Gradient-Based Markov Chain Monte Carlo for Bayesian Inference With Non-Differentiable Priors
Jacob Vorstrup Goldman, Torben Sell, and Sumeetpal Sidhu Singh

TL;DR
This paper introduces a novel approach for Bayesian inference with non-differentiable priors, utilizing PDMP-based samplers for exact posterior sampling without the need for smooth approximations or proximal operators.
Contribution
It characterizes the error of the Moreau-Yosida approximation and proposes PDMP-based samplers that work directly with non-differentiable distributions, broadening applicability.
Findings
PDMP samplers can perform exact inference without prior shape assumptions.
The proposed methods outperform diffusion-based approaches in certain non-differentiable, high-dimensional problems.

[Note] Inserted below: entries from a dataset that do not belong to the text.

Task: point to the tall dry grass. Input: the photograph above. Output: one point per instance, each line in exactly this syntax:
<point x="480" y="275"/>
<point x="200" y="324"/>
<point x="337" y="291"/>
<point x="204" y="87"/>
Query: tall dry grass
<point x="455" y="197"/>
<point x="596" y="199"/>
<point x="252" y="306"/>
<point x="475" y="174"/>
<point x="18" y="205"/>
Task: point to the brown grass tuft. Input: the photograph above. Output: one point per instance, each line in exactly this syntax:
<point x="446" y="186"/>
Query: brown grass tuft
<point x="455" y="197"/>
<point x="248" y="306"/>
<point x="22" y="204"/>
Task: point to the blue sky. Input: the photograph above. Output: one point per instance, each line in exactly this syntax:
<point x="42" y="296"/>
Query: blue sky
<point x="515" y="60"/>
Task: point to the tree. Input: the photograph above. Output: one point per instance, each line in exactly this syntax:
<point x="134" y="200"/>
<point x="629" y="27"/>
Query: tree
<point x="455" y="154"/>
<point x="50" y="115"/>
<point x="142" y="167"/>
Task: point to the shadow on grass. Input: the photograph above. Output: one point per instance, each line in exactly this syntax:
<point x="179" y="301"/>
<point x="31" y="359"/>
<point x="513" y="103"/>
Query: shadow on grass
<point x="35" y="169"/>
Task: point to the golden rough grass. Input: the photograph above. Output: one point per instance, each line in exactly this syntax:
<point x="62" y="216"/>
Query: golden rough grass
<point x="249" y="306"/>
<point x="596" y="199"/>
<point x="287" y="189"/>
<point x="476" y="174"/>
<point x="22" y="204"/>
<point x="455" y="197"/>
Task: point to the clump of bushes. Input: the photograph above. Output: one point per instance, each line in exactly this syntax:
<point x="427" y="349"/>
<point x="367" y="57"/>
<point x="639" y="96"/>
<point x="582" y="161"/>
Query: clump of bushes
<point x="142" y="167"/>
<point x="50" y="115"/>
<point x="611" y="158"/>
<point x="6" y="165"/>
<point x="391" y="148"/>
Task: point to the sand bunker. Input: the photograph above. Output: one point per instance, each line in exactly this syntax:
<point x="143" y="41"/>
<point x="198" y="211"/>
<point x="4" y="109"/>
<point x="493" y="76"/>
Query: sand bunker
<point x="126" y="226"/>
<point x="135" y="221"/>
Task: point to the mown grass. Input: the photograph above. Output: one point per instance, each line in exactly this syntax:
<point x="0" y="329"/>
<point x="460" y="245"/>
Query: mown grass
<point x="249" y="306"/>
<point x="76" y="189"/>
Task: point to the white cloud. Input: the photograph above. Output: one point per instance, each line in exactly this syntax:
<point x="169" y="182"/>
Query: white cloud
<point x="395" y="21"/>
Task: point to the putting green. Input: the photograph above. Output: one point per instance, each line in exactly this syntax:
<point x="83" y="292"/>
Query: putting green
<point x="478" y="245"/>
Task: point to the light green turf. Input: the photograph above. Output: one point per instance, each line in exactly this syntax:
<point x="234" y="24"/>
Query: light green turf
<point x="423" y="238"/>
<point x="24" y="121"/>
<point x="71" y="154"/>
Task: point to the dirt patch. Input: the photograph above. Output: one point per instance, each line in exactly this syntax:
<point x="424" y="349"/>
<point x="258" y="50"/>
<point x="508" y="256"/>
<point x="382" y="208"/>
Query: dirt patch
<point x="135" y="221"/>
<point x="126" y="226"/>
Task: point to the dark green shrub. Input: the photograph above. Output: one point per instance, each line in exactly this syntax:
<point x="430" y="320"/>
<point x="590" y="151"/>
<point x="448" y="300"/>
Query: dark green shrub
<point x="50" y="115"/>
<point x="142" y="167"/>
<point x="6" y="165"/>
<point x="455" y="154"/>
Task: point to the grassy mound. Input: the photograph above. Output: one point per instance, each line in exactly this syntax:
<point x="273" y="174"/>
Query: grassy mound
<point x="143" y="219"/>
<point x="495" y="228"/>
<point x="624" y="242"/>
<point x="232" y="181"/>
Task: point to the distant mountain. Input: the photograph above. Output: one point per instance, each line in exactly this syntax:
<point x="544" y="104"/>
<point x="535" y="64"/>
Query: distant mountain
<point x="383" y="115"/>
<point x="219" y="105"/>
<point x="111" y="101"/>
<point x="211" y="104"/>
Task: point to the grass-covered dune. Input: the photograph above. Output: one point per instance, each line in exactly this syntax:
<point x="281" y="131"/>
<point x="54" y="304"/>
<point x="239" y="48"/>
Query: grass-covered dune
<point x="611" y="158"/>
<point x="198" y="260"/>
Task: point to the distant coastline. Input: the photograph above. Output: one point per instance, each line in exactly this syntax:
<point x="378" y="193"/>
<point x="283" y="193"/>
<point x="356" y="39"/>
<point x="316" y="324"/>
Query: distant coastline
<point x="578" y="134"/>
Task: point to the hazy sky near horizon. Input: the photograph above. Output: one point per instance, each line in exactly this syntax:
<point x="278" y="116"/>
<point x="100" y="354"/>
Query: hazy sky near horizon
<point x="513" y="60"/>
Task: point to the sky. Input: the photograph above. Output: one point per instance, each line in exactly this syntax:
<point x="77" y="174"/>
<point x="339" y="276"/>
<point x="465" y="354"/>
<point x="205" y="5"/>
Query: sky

Numerical examples demonstrate the effectiveness of PDMP-based sampling in complex Bayesian models.
Abstract
The use of non-differentiable priors in Bayesian statistics has become increasingly popular, in particular in Bayesian imaging analysis. Current state of the art methods are approximate in the sense that they replace the posterior with a smooth approximation via Moreau-Yosida envelopes, and apply gradient-based discretized diffusions to sample from the resulting distribution. We characterize the error of the Moreau-Yosida approximation and propose a novel implementation using underdamped Langevin dynamics. In misson-critical cases, however, replacing the posterior with an approximation may not be a viable option. Instead, we show that Piecewise-Deterministic Markov Processes (PDMP) can be utilized for exact posterior inference from distributions satisfying almost everywhere differentiability. Furthermore, in contrast with diffusion-based methods, the suggested PDMP-based samplers place…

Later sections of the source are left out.